Brushing aside the slight ego bruise at Angie’s firm conviction that I am in fact, not a rock star (OK, my current awkward, sweaty, floral crown slipping down onto my forehead state noted), I ask a follow up: “Do you have any idea when this dream job will arrive? I mean, I can handle uncertainty for a while, but how will I know when the right thing is the right thing?”

Tarot screen shot

“You’ll know,” she assures me, flipping another card. “OK. Here we go.” Angie’s concentrating intently now, so I shut up. “Late October, early November. That’s when you’ll know.” She looks up at me, eyes shining with what appears to be genuine enthusiasm. “It’s the dream,” she reiterates. “You’re going to be really happy.”

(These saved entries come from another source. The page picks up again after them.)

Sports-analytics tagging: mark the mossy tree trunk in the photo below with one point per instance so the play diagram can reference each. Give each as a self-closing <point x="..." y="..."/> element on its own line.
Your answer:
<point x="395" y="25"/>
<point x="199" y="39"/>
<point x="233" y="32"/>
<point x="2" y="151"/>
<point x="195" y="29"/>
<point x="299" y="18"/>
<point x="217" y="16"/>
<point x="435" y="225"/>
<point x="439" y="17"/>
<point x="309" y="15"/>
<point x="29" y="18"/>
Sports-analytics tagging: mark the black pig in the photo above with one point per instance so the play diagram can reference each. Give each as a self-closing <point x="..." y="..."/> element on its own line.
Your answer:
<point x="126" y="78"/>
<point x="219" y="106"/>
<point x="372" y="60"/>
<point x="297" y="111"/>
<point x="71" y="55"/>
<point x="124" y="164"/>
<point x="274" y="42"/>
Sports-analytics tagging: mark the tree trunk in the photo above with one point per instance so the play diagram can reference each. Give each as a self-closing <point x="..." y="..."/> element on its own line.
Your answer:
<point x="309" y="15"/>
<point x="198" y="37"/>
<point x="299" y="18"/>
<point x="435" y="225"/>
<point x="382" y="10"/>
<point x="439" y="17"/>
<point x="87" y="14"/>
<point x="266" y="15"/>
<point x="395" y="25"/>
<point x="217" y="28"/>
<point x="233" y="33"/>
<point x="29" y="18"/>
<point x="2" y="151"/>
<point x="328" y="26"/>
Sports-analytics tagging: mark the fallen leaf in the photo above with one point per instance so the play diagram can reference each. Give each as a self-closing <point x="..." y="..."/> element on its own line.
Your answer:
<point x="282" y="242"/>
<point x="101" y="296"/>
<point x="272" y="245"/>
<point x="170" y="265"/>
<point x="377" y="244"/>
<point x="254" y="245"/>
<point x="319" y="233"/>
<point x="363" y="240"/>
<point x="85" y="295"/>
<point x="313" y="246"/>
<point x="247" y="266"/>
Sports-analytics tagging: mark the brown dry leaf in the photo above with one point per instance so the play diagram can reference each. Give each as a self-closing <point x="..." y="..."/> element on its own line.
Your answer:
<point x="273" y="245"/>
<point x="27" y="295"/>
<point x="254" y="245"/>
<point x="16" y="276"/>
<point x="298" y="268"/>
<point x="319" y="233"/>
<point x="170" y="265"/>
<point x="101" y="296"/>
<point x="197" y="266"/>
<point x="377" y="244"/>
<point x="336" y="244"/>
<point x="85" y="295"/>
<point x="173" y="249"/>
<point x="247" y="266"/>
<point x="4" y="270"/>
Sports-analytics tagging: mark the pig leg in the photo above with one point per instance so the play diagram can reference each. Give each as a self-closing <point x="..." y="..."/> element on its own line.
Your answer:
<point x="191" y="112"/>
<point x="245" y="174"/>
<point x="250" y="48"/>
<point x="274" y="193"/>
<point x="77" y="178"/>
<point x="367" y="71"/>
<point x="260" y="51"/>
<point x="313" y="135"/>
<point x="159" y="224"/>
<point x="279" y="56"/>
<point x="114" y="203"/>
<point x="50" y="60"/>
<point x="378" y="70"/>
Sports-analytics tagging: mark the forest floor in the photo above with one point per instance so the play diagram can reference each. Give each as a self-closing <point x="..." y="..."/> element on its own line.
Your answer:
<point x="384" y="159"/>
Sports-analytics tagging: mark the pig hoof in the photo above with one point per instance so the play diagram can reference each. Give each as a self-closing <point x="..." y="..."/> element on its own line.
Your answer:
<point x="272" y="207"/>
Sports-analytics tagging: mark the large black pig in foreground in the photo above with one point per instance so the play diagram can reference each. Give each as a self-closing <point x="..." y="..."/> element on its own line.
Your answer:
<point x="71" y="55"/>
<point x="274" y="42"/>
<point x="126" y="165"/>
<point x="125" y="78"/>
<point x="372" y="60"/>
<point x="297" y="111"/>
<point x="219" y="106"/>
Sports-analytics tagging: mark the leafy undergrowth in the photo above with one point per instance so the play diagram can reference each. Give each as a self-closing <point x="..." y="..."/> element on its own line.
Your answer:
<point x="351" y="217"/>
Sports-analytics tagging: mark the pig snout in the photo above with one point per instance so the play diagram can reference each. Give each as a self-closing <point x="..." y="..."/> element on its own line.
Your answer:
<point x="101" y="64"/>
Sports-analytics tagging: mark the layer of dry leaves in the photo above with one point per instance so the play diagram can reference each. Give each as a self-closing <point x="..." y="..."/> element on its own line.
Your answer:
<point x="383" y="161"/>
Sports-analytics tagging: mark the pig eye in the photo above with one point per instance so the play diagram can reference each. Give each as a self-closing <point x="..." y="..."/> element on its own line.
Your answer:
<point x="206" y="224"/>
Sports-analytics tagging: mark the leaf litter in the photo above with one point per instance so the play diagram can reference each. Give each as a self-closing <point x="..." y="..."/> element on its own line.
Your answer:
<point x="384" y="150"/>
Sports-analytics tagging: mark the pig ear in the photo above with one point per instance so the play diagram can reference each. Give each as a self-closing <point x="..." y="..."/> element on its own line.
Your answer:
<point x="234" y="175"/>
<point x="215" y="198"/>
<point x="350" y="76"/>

“BUT,” she cautions, “For the time being, you’ve got to stay open. And SLOW DOWN.” She consults her phone again. “Look!” she exclaims triumphantly, holding it up for me to see the song that’s playing: Slow it Down by the Lumineers. “Slow it down,” she repeats. “You haven’t learned everything you need to know.”

I thank her and get up, feeling dazed. So much of what she said, admittedly, was what I wanted to hear. That’s what this whole “hiatus” I’ve been on is supposed to be about, after all; taking time out and listening to my heart. Finding the courage to make different, bolder choices, rather than falling into my old pattern of doing what’s comfortable and what’s easy.

But I also needed to hear that I’m on the right track, even if that news was delivered from the iPhone of a kooky Tarot card reader at a Hollywood party. I needed confirmation that what I feel in my gut is true: that even though I don’t know how or when, somewhere down the line, all the dots will connect.

It has been a challenge for a Type A, meticulous planner like myself to continue to remain in a state of uncertainty, but little by little, I’m learning to embrace it. Because here’s the thing: as long as nothing is certain, it also means that anything is possible. And so, for the time being, I’m taking Angie’s advice. I am staying open, I am exploring, and I am – in the words of Emily Dickinson – choosing to dwell in possibility.